House debates

Wednesday, 26 June 2013

Questions without Notice

Schools

2:11 pm

Photo of Julia GillardJulia Gillard (Lalor, Australian Labor Party, Prime Minister) Share this | Hansard source

I was just warming up on carbon pricing, but I do thank the member for Bass for his question because it enables me to draw to the attention of the House something that I think will be treated with delight by this side of the House and by the crossbenchers. It is that the Senate has now passed our Australian Education Bill. It is now the law of this country: a plan for school improvement and a plan for better funding of Australian schools.

What the passing of this legislation means is that six out of 10 children in Australian schools are now covered by our new funding plans and our plan for school improvement. That is great news for children around the country: in independent schools, in Catholic schools, the children who go to New South Wales schools, the children who go to schools in the ACT and the children who go to schools in South Australia.

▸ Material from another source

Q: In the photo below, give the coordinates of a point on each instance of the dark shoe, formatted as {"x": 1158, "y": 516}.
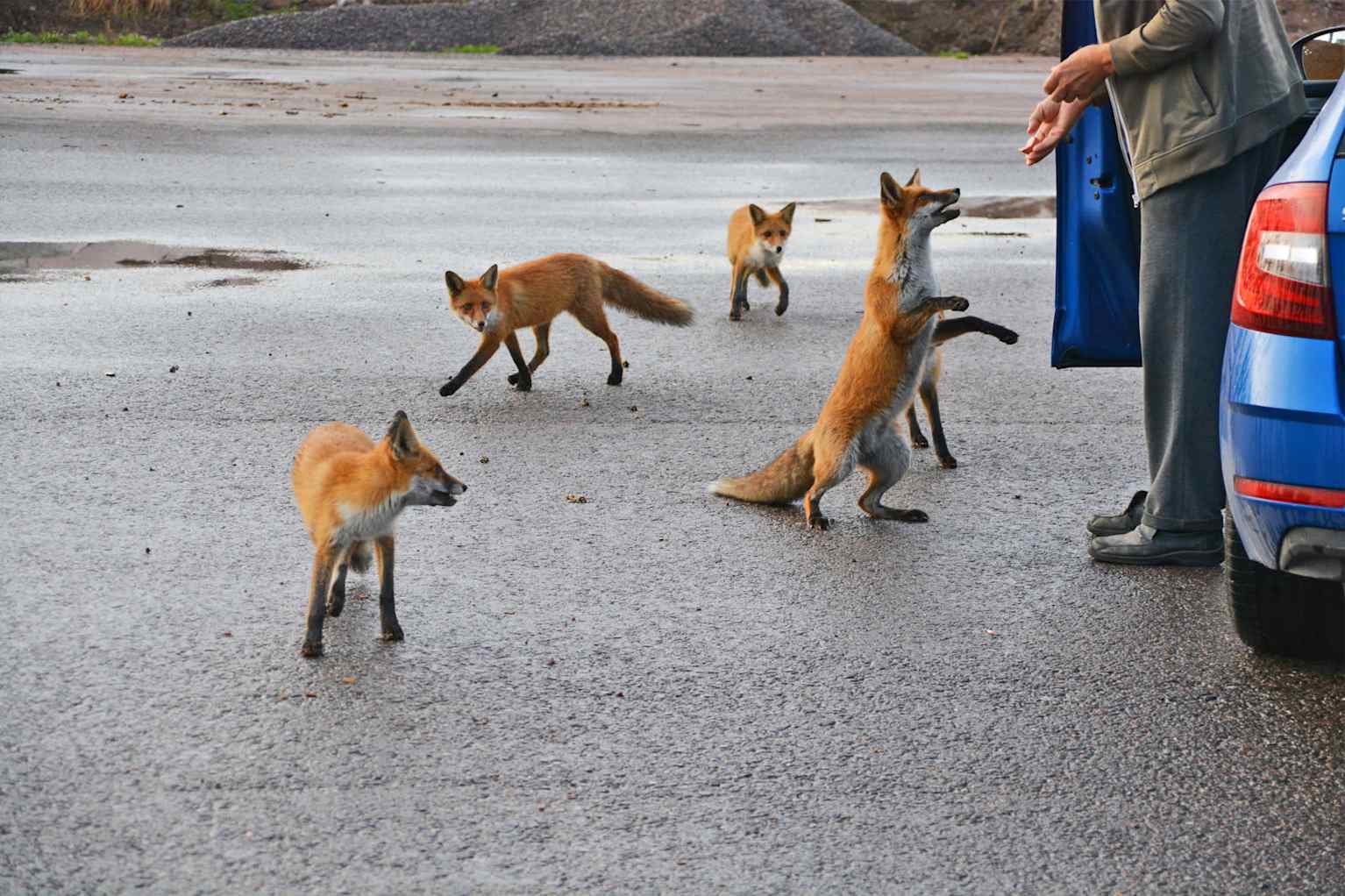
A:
{"x": 1149, "y": 546}
{"x": 1122, "y": 523}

What they will see from this government is increased resources in their schools, combined with a new way of working which we know lifts outcomes for children. We know it because we have proved it in the national partnership schools where we are already working.

What remains is for those conservative leaders in the other jurisdictions to step forward and put the children in their schools first. What an absurdity it would be for the Premier of Victoria or the Premier of Queensland to countenance a situation where children in New South Wales had a better resourced education than the children in their schools, where the schools within their jurisdiction were subject to different funding arrangements. We need these premiers to sign up. We need Premier Barnett to sign up. We need the Chief Minister of the Northern Territory to sign up.

So these vital reforms are not put at risk, we also need the Leader of the Opposition to turn away from his destructive plan, the way in which he is putting pressure on conservative leaders to not endorse our plans for school improvement and the way in which he is going to the next election threatening to cut our schools to the bone. Our kids deserve better. They deserve a world-class education. Six out of 10 Australian children can look forward to that world-class education because of the actions of this Labor government and the laws that have passed the parliament today. I ask the Leader of the Opposition to not put that at risk for Australia's children.